Pre-war Jaguars had some success in rallying and minor races, but it was the XK engine that powered the company to the podium. When the XK 120 won its first-ever race, a competitions department was formed to build a racing version. The XK 120-C (C-Type) was victorious at Le Mans in 1951 and ’53. Its successor, the D-Type, won the 24-hour race three years in a row: 1955, ’56 and ’57. The company then retired from official competition until the 1970s. From 1975 through 1990, the 12-cylinder E-Type, XJS and IMSA Camel GT prototypes won a string of events, including Le Mans and the 24 Hours of Daytona.

The Mk 2 was a leap forward, but the Jaguar E-Type was a vault into the future. Launched at the Geneva show in March 1961, the new roadster and coupe were as far out of the box as the XK 120 had been in 1948, and still look contemporary 50 years later. The rigid monocoque structure, the smooth lines, the all-independent suspension and the hottest version yet of the unique XK six gave the car 150-mph potential with excellent drivability and comfort. Everything about it said speed, from the row of instruments and switches marching across the dash to the knock-off wire wheels. It was not a racing car, but few customers drove it home without dreaming of a waving checkered flag.

Naturally the roadster was the most desirable and sold the most, but Sir William’s eye for the proper lines of a car found its best expression in the coupe with its unbroken roofline arching back from the windshield and down to a curved finish behind the rear bumper. Of all Jaguars, the E-Type has retained its value best and has the largest number of enthusiasts. The 1961–66 Series 1 is most desirable.


E-Type production ended in 1974 with the demise of the V-12 powered Series III. Jaguar’s next sporting model was the XJS, a 2+2 GT car with the V-12. But most significant was the Jaguar XJ6, an all-new sedan announced in 1968 and named Car of the Year in Europe. It was created to simplify the product line while still appealing to a broad market segment. Over the period from 1979 to 1987, when Jaguar had to be extricated from the collapse of its corporate parent, British Leyland Motors (BL), the XJ6 was the car that saved the company.

BL, an unwieldy conglomerate, had too many factories, too many unions, weak management and mostly uncompetitive products. Fortunately, by 1984, Jaguar, under new CEO John Egan, had a resurgence in XJ6 sales and, backed by the British government, bought itself out of BL and became a separate corporation, traded on the London Stock Exchange. The cat had leaped again and landed firmly on its feet!
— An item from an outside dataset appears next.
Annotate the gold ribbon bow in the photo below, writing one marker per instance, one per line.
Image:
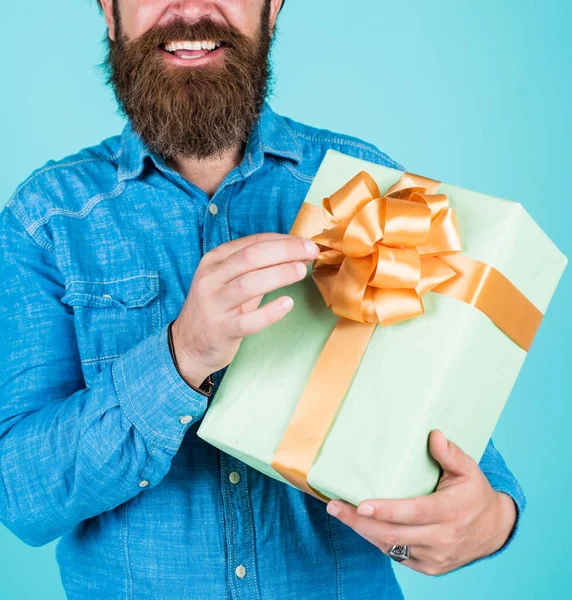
(379, 256)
Jaguar pushed ahead, spending heavily on development of the “New XJ6,” a 3.6-liter sedan, all new from wheels to windows. Forever known by its factory code name “XJ40,” it came out in the fall of 1986 in a declining market and was beset with costly warranty problems. By 1989, financially stretched, Jaguar needed help and was purchased by Ford. Ford’s own financial troubles in 2008 made it necessary to sell Jaguar and Land Rover to Tata Motors of India. When the 2011 XJ went on sale, press reviews proclaimed it eclipsed all of its competitors in style and performance. It appears Jaguar has leaped again and is poised to land on the path to a promising future.

Jaguar has always focused on product. And founder William Lyons was always very financially aware. But when asked what makes a Jaguar collectible, Sir William said, “The car is the closest thing we make to something that is alive.” His “recipe” of style, finish and performance is a start, but there is more to making a Jaguar lifelike, something almost indefinable.

Walter Hill, for many years one of the premier Jaguar collectors in the United States, defined it thus: “Their sweet lines all but take my breath away, and I desire them as much for their beauty as for their use.” The words came from a man who ran Jaguars in vintage races and exercised his collection on a private test track, but, in truth, they could have been uttered by virtually any Jaguar enthusiast.